Iran, with its oil production, its relatively wealthy population and its heavy industry, also happens to have the largest carbon footprint of any majority Muslim country. In Iran, as in the United States, high carbon out­put is a means to a comfortable, even opulent, lifestyle. But this is the exception in the Muslim world. For example, the 150 million people of Bangladesh produced 46,000 kilotons of CO2 in 2008. The 16 million of Niger produced only 851 kilotons.

It is a sad irony that the very same Muslim countries, which have con­tributed almost nothing to the rise in greenhouse gases will be among the hardest hit. Already, the droughts in East Africa in 2011 and the endless rains that brought devastation to Pakistan in 2010 serve as harbingers of the changes scientists have predicted for our climate, not to mention the pos­sibilities that the Maldives and half of Bangladesh will be under water within the next one hundred years.

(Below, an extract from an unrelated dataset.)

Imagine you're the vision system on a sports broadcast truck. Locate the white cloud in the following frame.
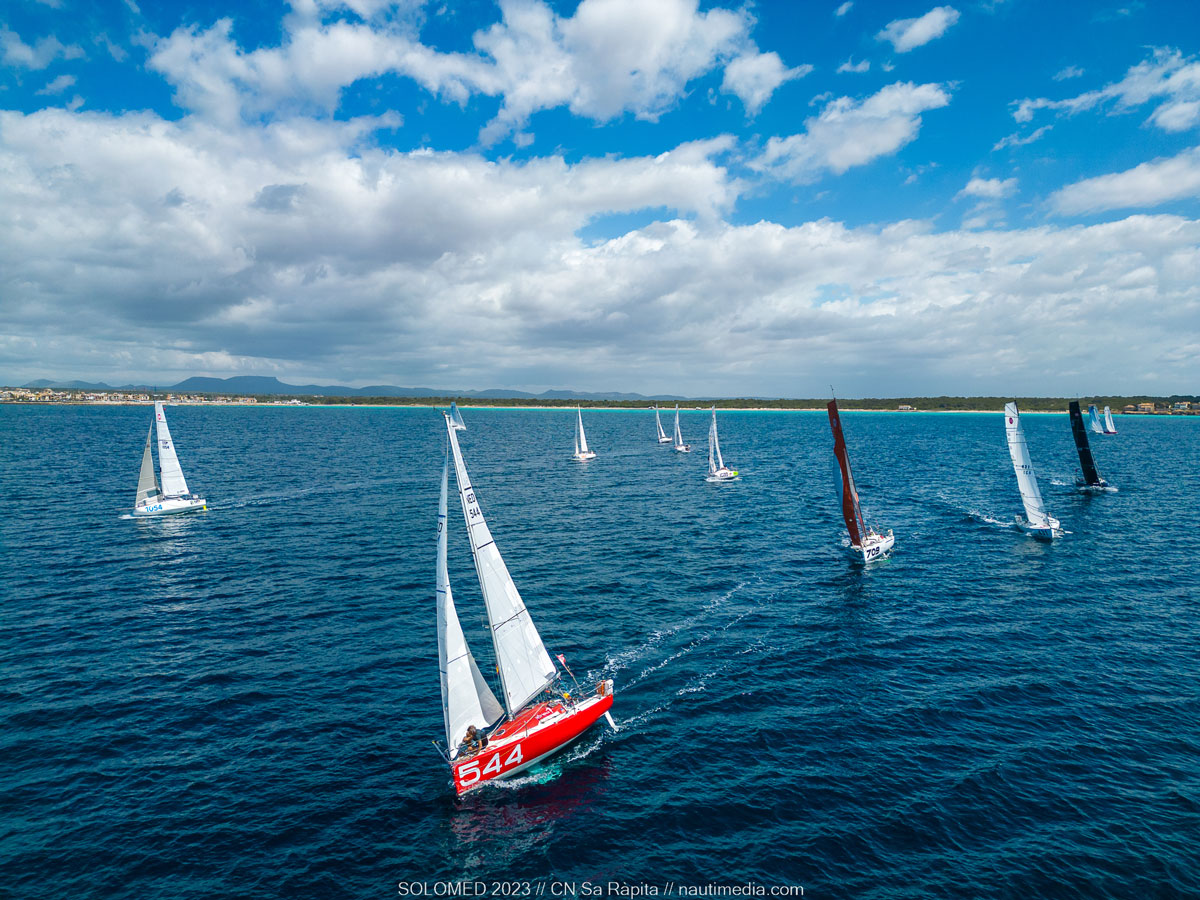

This imbalance of cause and effect, our overconsumption causing their suffering, is outrageous and violates every ethical principle of love for neighbor, caring for the poor, and stewardship of the earth that religious traditions preach. How did we arrive at such a point in our development as a species that we so easily dismiss the lives of millions so we can live in climate-controlled comfort?”


I have dealt in greater detail on these issues elsewhere. Suffice it to say here, this journal issue should be heart warming for all. As it takes the pulse of Islamic environmentalism today, it finds many Muslim scholars, religious leaders and activists seriously pondering their calling as God’s trustees of the earth. Join me in earnestly praying for their success.